Solar energy scientists have been on the hunt for the most effective solar cell — one built from materials that can convert sunlight into electricity as efficiently and economically as possible. But finding those ideal materials can be tough. When it comes to utility-scale solar, companies overwhelmingly install solar cells made from silicon. Yet silicon’s dominance in the commercial market of solar doesn’t mean other options don’t exist.
A new material called perovskite has taken the field of solar energy by storm in recent years and holds commercial promise. University of Wyoming chemistry professor Bruce Parkinson called research into perovskite solar cells “the hottest thing in photovoltaics.”
Solar cell materials need to be abundant, relatively easy to manufacture and effective at absorbing sunlight efficiently at an ideal wavelength for producing electricity.
Scientists have been able to build perovskite solar cells with record efficiencies of roughly 25.2 percent in recent years. In other words, about a quarter of all the energy packed into the sunlight that hits the solar cell is converted into electricity.
To Ginger, these recent leaps in perovskite development are a big deal.

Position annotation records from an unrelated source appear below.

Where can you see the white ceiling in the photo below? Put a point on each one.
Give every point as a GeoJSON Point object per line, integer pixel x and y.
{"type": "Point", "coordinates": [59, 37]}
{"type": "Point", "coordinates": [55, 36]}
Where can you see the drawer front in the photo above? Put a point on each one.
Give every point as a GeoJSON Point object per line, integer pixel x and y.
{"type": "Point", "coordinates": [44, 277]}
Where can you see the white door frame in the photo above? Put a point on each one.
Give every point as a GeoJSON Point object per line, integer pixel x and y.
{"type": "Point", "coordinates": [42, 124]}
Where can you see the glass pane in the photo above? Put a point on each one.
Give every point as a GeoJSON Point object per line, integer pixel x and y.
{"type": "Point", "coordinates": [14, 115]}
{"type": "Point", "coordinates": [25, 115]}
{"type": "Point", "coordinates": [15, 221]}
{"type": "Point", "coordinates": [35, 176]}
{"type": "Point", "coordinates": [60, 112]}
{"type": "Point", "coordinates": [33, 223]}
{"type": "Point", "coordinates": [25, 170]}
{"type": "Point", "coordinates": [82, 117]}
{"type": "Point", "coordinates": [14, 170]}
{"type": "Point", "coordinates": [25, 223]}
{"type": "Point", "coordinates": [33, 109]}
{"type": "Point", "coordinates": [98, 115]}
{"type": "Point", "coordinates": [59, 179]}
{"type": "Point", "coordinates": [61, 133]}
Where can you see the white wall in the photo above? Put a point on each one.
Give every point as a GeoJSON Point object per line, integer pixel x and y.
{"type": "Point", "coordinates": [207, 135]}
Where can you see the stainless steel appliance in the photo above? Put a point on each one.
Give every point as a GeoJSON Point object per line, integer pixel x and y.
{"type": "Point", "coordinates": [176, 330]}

“In just a few years, the material’s efficiency is now close to — though not quite as good — but close to, where silicon solar cells are,” Ginger said.
Scientists, armed with lessons learned from experimenting with silicon, were able to advance the efficiency of perovskite cells in record time.
But problems still persist. Perovskite contains lead, which is toxic to humans.
Ginger remains confident researchers will overcome these hurdles and likely make perovskite feasible for utility-scale solar in the somewhat imminent future.
For one, the level of lead is relatively low, not any more than what’s found in car batteries, Ginger said. When applied to a solar cell, the active layer of perovskite is extremely thin, significantly thinner than the diameter of a single human hair. That means its environmental impact is likely less than the heavy metals emitted from the combustion of coal.
Still, researchers have been on the hunt for safer, lead-free formulations of perovskite, and new ways to seal the perovskites from the environment.
“I’m optimistic that in the next few years that we can get there,” Ginger said.
To reach higher efficiencies, researchers have been experimenting with tandem solar cells to make perovskites more efficient and capable of generating more power from the sunlight it absorbs.
Ginger compared a tandem solar cell to a tandem bicycle, or a bicycle built for two people. A tandem solar cell is composed of a pair solar cells stacked one on top — like perovskite and traditional silicon. Combining the forces of these two components can lead to a more efficient solar panel with fewer defects.
Though perovskites haven’t been applied yet on a large-utility scale, several companies around the world are racing to commercialize the new technology.
But perovskites are more resilient to defects than other photovoltaic technologies, potentially making them cheaper to manufacture.